ただ、この歯科用CTがあれば通常のレントゲン写真は必要なくなるかと言えばそういうことはなく、例えばむし歯の診断には向きませんので、通常のデンタル撮影法と必要に応じて併用します。

 

反面、インプラントや神経の治療で確実性を高めようと思う時にはCT撮影は非常に有益となるのです。

 

セファロ

矯正歯科専門医院で必ず撮影するレントゲンに「セファロ」と呼ばれるものがあります。

これを撮影せずに矯正治療を開始することはあり得えないといってもいいくらいです。

 

このセファロは、頭部X線規格写真の一つで正式名称は「側方頭部X線規格写真」なのです。

別名、「ラテラルセファロ」と呼ばれたりもします。

 

このレントゲンは世界共通の規格写真となっていますので、同年代の平均的なお顔立ちと比べることができるのです。

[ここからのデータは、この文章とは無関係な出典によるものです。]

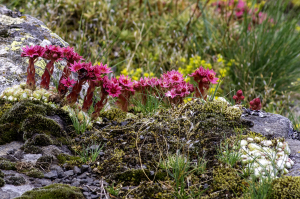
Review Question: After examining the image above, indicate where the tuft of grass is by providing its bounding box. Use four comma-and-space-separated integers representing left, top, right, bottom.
69, 106, 94, 134
106, 183, 120, 196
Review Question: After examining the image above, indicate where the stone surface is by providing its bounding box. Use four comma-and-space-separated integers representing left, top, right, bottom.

必ずしも平均値を基準にする訳ではありませんが、矯正治療のゴールを設定するために必須となる情報なのです。

 

セファロは撮影条件が定められていて、X線管球の焦点からフィルム間の距離は165㎝、被写体からフィルム間の距離は15㎝となっていて、撮影時にはこの距離を守る事が求められています。

 

この規格においてフィルムは1.1倍に拡大されることになり、実際の大きさとやや異なっています。

 

また、頭部X線規格写真の撮影方向には3種類(側方、正面、斜側面)ありますが、矯正歯科の分野では「側方」からのものが最も広く用いられている撮影方法になります。

通常、矯正歯科医院でセファロ撮影というと、この側面方向の撮影を指すことが多いのです。

歯科用CT

歯科において、おもにインプラント治療の術前検査においてよく撮影されます歯科用CTは、頭頚部に特化したX線装置で特に口腔、歯科領域の診断に絶大なる威力を発揮する最新医療機械なのです。

 

歯科においてのCT診断は非常に有効です。

 

インプラントや矯正治療では、歯と顎の骨の位置関係、大きさなど従来のレントゲンでは見ることのできない情報をたくさん得ることができます。

また、CT3D構築画像は患者さんにもとても分かりやすい画像診断法ともいえるのです。

 

従来のレントゲン診査では医師の感覚といった要素が診断を大きく左右していたのですが、それに加えて正確な骨の形態を把握するということは安全性、確実性において患者さんにとってとても大きなメリットがあるといえるです。

 

現在ではインプラント治療において、術前のCT検査は世界的な常識となりつつあります。

しかしインプラント治療を経験したことがある患者さまが増えてきたとともに、インプラント治療に関連する失敗などのトラブルを増加してきたことも事実です。

 

そのため安全にインプラント治療をおこなうためには、治療前だけでなくインプラント植立後の状態もCT撮影をおこない、3次元的に当初の計画通りインプラント治療が行われているか検査することが、近年では重要視されているのです。

それには、歯科用CTを設置した歯科医院にてインプラント治療をおこない、施術後すぐに検査をおこなうことが安全なインプラント治療の第一歩であると考えられています。